- Colonialism and Christianity in Mandate Palestine
As Islamist politics continues to assume greater prominence throughout the Middle East, the sectarian diversity of the area's Arab peoples is frequently overlooked. The work under review constitutes an important intervention in a modest but growing literature that seeks to document the modern experience of Arab Christians, and, broadly, how both the Ottoman Empire and Western colonial powers inºuenced the development of sectarian identities in the Middle East during the nineteenth and twentieth centuries.
Robson's focus is the Palestine Mandate, namely, the British colonial authority that governed Palestine during the interwar period and was ostensibly intended to facilitate the rise of democratic self-government in the area. In fact, as Robson seeks to demonstrate, the Mandate authorities consciously fostered sectarian institutions within Palestine that would undermine efforts to develop an Arab Palestinian polity. By preventing solidarities that might extend across sectarian lines, the British made themselves, to their thinking, indispensable mediators of endemic conºict among Muslims, Christians, and Jews.
What makes this work so valuable is the skill with which Robson demonstrates that the sectarian spirit of the governing institutions developed by the British was, in fact, a departure from past practice in the area. Similar to recent Indian historiography with reference to British rule in the subcontinent, Robson establishes that British "respect" for sectarian divisions was not so much a "concession to native sensibilities" as an "invented tradition" that was deployed in an effort to divide and rule. Hence, British support for such institutions as the Supreme Muslim Council and such positions as the Grand Mufti of Palestine tended not so much to preserve a purported "delicate sectarian balance" as to create and exacerbate sectarian tensions.

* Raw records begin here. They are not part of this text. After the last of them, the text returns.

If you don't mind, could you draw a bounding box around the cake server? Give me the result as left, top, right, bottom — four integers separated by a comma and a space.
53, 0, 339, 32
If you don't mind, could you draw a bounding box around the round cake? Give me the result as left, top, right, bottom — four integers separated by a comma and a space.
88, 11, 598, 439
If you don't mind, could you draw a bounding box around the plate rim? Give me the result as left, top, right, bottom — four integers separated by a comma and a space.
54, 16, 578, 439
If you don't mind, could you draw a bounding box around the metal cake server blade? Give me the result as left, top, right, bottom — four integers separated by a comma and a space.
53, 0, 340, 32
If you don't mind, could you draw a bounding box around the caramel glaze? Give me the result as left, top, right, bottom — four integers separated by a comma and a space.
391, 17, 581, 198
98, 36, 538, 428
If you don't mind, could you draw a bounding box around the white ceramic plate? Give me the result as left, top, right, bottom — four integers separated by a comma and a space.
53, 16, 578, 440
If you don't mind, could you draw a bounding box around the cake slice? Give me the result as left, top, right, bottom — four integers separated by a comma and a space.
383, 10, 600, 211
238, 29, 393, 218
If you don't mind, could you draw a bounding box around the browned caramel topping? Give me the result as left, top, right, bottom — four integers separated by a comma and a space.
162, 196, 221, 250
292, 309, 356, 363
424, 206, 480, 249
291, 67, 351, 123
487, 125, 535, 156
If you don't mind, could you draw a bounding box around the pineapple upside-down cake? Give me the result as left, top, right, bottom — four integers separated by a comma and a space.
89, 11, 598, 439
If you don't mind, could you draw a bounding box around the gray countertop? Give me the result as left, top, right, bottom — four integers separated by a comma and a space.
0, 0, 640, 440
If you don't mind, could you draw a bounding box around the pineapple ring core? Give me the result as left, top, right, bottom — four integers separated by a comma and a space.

However, as Robson importantly illustrates, sectarianism was not simply a colonial imposition on Palestine. Rather, Palestinian Christians reckoned with the state-supported Supreme Muslim Council by developing [End Page 346] distinctly Christian movements that had no precedent in the area. Indeed, the book chronicles the rise and struggles of the Arab Orthodox movement, which sought to wrest control of the Greek Orthodox patriarchate from Greek nationals and deliver it into Arab hands, as well as Christian efforts to secure greater representation on municipal councils.
Both English- and Arabic-language sources contribute to the development of a nuanced portrait of the rise of sectarian politics under the Palestine Mandate. As one would expect, the papers of the Mandate authorities play a vital role in constructing this portrait, but Robson extends her purview well beyond the British National Archives to include such newspapers as Filastin and Al-Karmil, as well as the writings of such Palestinian Christians as Khalil al-Sakakini and 'Izzat Tannus.
Robson's approach to sources, though meticulous, is excessively cautious: Her announced concern is as much with cultural as it is with political developments, but the text is overwhelmingly concerned with detailed political narrative. What might Robson have made of her sources had she adopted an anthropological sensibility in examining them and extended her focus beyond the machinations of the Arab Christian elite? Yet, of greater concern is the puzzling absence among her references of two pivotal dissertations, intimately linked to her topic—Campos' "A 'Shared Homeland' and Its Boundaries" and Roberts' "Rethinking the Status Quo."1
1. Michelle Campos, "A 'Shared Homeland' and Its Boundaries: Empire, Citizenship and the Origins of Sectarianism in Late Ottoman Palestine, 1908-1913," unpub. Ph. D. diss. (Stanford University, 2003); Nicholas Roberts, "Rethinking the Status Quo: The British and Islam in Palestine, 1917-1929," unpub. Ph. D. diss. (New York University, 2010).